Dutch military planes evacuated around 2,100 people from Afghanistan to neighbouring countries in the last two weeks of August, and almost 1,700 of them had the Netherlands as their final destination. They included 708 Dutch nationals, 371 interpreters and others who worked for the UN peacekeepers, 211 embassy workers and their families plus various aid workers and other officials.
In addition, 319 of the evacuees were evacuated under the terms of the Belhaj motion, including cooks, journalists, human rights activists and security guards.
The Belhaj motion is a parliamentary motion backed by a majority of MPs who said everyone who worked for the Netherlands should also be evacuated. Ministers had pledged to carry the motion out fully.

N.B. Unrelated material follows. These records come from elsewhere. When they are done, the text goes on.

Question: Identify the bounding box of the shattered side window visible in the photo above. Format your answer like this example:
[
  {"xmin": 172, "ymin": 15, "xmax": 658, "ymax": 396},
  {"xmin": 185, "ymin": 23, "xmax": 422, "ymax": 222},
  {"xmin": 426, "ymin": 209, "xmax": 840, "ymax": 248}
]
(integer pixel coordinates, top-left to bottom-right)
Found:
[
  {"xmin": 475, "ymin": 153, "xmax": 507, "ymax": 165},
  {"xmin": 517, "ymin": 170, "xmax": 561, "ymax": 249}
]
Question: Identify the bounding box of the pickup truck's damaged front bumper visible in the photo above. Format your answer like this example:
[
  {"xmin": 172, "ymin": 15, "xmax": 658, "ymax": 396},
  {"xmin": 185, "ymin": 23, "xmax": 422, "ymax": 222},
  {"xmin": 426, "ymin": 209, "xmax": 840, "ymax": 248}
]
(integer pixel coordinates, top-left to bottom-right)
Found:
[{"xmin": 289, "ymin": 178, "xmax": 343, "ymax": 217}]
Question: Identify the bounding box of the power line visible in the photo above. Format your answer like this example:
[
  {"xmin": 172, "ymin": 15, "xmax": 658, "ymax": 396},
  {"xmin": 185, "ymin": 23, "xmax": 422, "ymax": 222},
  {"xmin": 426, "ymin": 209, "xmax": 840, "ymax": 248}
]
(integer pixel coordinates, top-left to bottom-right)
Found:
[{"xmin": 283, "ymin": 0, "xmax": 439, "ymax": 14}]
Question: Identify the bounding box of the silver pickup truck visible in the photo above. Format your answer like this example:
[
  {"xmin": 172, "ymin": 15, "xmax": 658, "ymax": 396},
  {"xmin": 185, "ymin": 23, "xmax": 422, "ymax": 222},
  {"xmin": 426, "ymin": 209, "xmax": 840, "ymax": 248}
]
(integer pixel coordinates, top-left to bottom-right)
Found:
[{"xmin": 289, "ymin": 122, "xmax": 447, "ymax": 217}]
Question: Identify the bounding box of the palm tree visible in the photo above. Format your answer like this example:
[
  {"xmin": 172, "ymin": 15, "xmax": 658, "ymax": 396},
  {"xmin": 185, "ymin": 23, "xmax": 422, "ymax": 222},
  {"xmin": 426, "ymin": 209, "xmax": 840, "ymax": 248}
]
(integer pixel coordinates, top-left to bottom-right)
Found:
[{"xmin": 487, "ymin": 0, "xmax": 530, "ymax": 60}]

But hundreds of Dutch citizens, many of Afghan origin, and an unspecified number of Afghans who worked for military missions, news media or non-governmental organisations were left behind as they were not able to reach the airport.
MPs slammed the government's strategy on the Afghanistan evacuations during Wednesday night's debate, which lasted until 2:45am. In particular, MPs said the cabinet is to blame for the fact that interpreters were left behind in Afghanistan.
Labour MP Kati Piri said that while she is usually proud to be Dutch, she is now "deeply ashamed". Others described the cabinet's performance as "apathetic", "slow" and "vague".
Caretaker Prime Minister Mark Rutte told MPs he thought it "terrible" that not everyone was evacuated from Kabul.
Kaag said the cabinet had made the "wrong assumptions". "We apparently had a blind spot about how bad it would get and how quickly it would get that bad," she said.
Ministers had also made the wrong assumptions about airport safety and dependence on the Americans, who were running the airport during the evacuations, Kaag said. "I really regret it; it is terrible, but this is how things are," she said. "We cannot turn back the clock."
Former diplomat Kaag served as UN Special Coordinator for Lebanon from 2015 to 2017, and before that headed a UN team overseeing the destruction of Syria's chemical weapons.
Her left-leaning D66 party was one of the main winners in the general elections last March, but efforts to form a new government have so far stalled.